Wang Gen-Ming, Chen Chien-Ho, Ho Hsiu-O, Wang Sheng-Shi, Sheu Ming-Thau
Department of Internal Medicine, Shin Kong Wu Ho-Su Memorial Hospital, 95 Wenchang Road, Taipei, Taiwan, ROC.
Int J Pharm. 2006 Aug 17;319(1-2):71-81. doi: 10.1016/j.ijpharm.2006.03.041. Epub 2006 Apr 7.
In this study, chitosan capsules with asymmetric membrane to induce osmotic effects and in situ formation of the delivery orifice were optimally prepared and characterized. Chitosan capsules were formed on stainless steel mold pins by dipping the pins into a chitosan solution followed by forming asymmetric structure by dipping into a quenching solution containing tripolyphosphate (TPP) to cause an ionic cross-linking reaction between the outer layer of chitosan and TPP. Factors influencing the properties of the capsule membrane, such as the molecular weight of chitosan, the dipping solution and dipping time, and the quenching solution and time, were optimized to successfully produce osmotic chitosan capsules with asymmetric membrane using chitosans that possessed different viscosities. In situ formation of a delivery orifice on the asymmetric membrane of the chitosan capsule was proven by the observation of a jet stream of chlorophyll being released from the capsule. Drugs with different solubility were selected, and a linear correlation between drug solubility and the initial drug release rate calculated from the slope of the drug release profile was used to verify that the delivery orifices that were in situ formed on the asymmetric membrane of the chitosan capsules induced by osmotic effect was responsible for the drug release.

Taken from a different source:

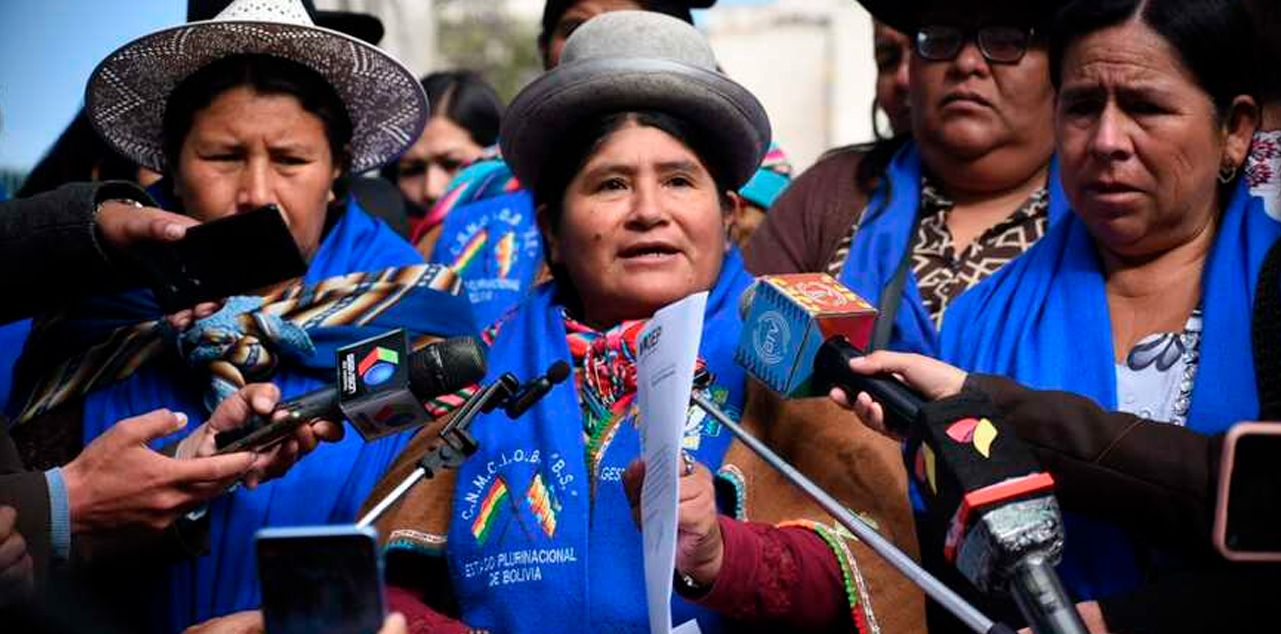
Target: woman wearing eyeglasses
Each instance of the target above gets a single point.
(912, 224)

Water permeability across the optimally produced asymmetric membrane of the capsule from chitosan of 500 cps (300-700 cps) quenched with TPP for 30 min (C500/TPP30) was determined to be 1.40 x 10(-6)cm(2)h(-1)atm(-1) at 37.0+/-0.5 degrees C. The encapsulation of poorly water-soluble drugs, felodipine (FE) and nifedipine (NF), in such an asymmetric chitosan capsule was capable of creating a sufficient osmotic effect to activate the release of the drug with the addition of SLS and HPMC. The multiple regression equations of maximal release percent at 24h for FE and NF confirmed that both sodium lauryl sulfate (SLS) and hydroxypropyl methylcellulose (HPMC) positively influenced this response factor, and the effect of SLS was greater than that of HPMC.

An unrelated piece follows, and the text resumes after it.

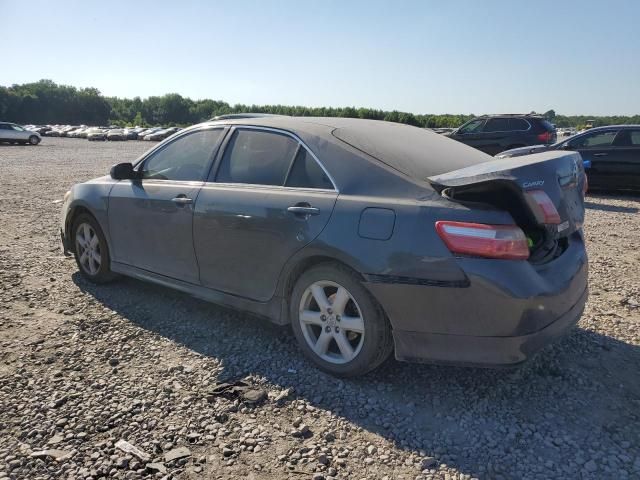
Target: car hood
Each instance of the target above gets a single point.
(516, 152)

在本研究中,对具有不对称膜以诱导渗透效应并原位形成给药孔的壳聚糖胶囊进行了优化制备和表征。通过将不锈钢模具销浸入壳聚糖溶液中,然后再浸入含有三聚磷酸钠(TPP)的骤冷溶液中以在壳聚糖外层与TPP之间引发离子交联反应,从而在不锈钢模具销上形成壳聚糖胶囊。对影响胶囊膜性能的因素进行了优化,如壳聚糖的分子量、浸渍溶液和浸渍时间以及骤冷溶液和时间,以使用具有不同粘度的壳聚糖成功制备出具有不对称膜的渗透型壳聚糖胶囊。通过观察从胶囊中释放出的叶绿素喷射流,证实了壳聚糖胶囊不对称膜上给药孔的原位形成。选择了不同溶解度的药物,并利用药物溶解度与根据药物释放曲线斜率计算出的初始药物释放速率之间的线性相关性,来验证由渗透效应在壳聚糖胶囊不对称膜上原位形成的给药孔是药物释放的原因。在37.0±0.5℃下,用TPP骤冷30分钟(C500/TPP30)的500 cps(300 - 700 cps)壳聚糖制成的最佳不对称膜胶囊的水渗透率为1.40×10⁻⁶cm²h⁻¹atm⁻¹。在这种不对称壳聚糖胶囊中包封难溶性药物非洛地平(FE)和硝苯地平(NF),通过添加十二烷基硫酸钠(SLS)和羟丙基甲基纤维素(HPMC)能够产生足够的渗透效应以激活药物释放。FE和NF在24小时时最大释放百分比的多元回归方程证实,十二烷基硫酸钠(SLS)和羟丙基甲基纤维素(HPMC)均对该响应因子有正向影响,且SLS的影响大于HPMC。